甚至是在这永恒的城市里,奥古斯都堡让我知道,我们必须随时为了无止尽的转变过程做好准备。
Both of us deserve better than staying together, because we’re afraid we’ll be destroyed if we don’t.
我们两个都值得比呆在一起更好的事,因为我们担心如果没在一起会毁了我们。

 

PART 6 Time: 02:04:08

Love is scary, dangerous. Everybody needs affection, make people do funny things.
爱是很可怕的,很危险每个人都需要一些爱情滋润,那会让人做出奇怪的事。
Everyone gets like that at beginning of relationship. Want too much happiness, too much pleasure until make yourself sick, and lose myself.
每个人在关系的一开始都会这样。

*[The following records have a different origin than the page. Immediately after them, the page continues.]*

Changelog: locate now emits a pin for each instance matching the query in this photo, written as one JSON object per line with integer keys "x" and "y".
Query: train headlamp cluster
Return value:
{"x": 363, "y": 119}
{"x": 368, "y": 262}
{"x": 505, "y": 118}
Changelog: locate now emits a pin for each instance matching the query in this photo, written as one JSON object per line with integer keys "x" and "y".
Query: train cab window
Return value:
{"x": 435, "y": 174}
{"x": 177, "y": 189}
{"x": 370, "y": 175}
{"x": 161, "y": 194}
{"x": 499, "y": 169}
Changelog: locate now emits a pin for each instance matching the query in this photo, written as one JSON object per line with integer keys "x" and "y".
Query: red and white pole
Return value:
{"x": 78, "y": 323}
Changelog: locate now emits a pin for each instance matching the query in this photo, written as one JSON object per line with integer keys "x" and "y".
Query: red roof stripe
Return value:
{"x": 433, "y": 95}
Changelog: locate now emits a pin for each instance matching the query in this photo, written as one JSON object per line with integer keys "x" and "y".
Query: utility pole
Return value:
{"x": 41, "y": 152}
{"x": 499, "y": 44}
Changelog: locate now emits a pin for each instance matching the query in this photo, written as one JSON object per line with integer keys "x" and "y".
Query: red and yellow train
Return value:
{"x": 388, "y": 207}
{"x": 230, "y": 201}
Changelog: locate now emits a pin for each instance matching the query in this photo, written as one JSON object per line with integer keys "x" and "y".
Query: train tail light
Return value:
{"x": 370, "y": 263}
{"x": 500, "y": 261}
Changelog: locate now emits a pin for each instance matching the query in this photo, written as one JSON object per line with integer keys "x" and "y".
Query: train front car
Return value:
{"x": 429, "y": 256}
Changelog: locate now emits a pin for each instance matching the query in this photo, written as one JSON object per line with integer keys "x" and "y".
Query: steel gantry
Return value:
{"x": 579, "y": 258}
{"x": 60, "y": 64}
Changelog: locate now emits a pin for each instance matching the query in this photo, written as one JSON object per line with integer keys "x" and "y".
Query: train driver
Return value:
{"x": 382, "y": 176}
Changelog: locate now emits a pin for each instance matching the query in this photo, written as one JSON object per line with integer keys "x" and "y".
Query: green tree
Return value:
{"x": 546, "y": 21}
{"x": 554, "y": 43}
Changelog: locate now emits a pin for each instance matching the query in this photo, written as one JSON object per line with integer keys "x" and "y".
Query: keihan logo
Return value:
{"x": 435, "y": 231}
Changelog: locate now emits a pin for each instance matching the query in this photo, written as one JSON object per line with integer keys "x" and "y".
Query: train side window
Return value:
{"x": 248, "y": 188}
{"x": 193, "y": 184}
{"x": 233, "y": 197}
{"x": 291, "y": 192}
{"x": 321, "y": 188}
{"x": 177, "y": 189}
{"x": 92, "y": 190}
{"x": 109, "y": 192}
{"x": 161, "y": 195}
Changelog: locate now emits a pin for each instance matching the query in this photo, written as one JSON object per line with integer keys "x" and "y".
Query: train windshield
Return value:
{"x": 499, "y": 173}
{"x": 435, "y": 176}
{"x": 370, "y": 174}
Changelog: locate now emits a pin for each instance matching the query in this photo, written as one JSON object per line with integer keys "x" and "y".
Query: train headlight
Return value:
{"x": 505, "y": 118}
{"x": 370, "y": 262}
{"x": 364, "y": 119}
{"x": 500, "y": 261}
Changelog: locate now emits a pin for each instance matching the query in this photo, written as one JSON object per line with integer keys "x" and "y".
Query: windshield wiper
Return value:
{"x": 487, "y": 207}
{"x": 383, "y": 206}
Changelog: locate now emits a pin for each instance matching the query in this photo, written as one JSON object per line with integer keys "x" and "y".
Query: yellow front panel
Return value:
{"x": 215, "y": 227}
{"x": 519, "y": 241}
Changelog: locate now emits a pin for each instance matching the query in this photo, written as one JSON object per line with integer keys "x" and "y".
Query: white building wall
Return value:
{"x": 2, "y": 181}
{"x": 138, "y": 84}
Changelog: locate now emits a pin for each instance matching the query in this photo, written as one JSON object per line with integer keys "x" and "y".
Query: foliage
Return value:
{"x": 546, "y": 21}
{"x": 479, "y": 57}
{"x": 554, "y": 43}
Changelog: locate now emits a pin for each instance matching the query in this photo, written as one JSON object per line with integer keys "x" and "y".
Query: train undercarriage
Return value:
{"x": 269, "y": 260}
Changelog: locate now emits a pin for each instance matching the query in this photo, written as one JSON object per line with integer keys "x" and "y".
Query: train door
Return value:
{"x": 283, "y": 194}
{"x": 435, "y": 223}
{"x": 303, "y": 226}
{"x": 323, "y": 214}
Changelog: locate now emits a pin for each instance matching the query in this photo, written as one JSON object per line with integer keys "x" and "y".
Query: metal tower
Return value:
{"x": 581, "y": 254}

想要太多的快乐,太多的欢愉,直到自己感到不舒服为止直到失去自我。

 

PART 7  Time: 02:15:13

Sometimes, to lose balance for love is part of living balanced life.
有时为爱失去一点平衡,也是平衡生活里的一部分。
In the end, I’ve come to believe in something I call “The Physics of the Quest”.
最后,我最终相信了一种所谓的“探索的物理性”,
a force in nature governed by laws as real as the laws of gravity.
一种强大如永恒不变的地心引力般的大自然的原生力量。
The rule of Quest Physics goes something like this: if you’re brave enough to leave behind everything familiar and comforting,
探索的物理性原则大致可以这样说,如果你能够勇敢到可以放下所有你感到舒适又熟悉的一切,
which can be anything from your house to bitter, old resentments, and set out on a truth-seeking journey, either in externally or internally,
任何的一切包括你的房子和忧愁,陈年旧恨,然后出发探索真理,不管是表象还是心灵上的。
and if you are truly willing to regard everything that happens to you on that journey as a clue,
若你真的愿意真心注重所有发生在这旅途上的一切当线索,
and if you accept everyone you meet along the way as a teacher, and if you’re prepared,
接受在这过程中经历的人都会是你的导师,而你又准备好了,
most of all, to face and forgive some very difficult realities about yourself, then the truth will not be withheld from you.
最重要的是,去面对并且原谅自己一些很艰苦的现实,那真理就会显现出来。
I can’t help but believe it, given my experience.
从我的经历来看,我无法不去相信。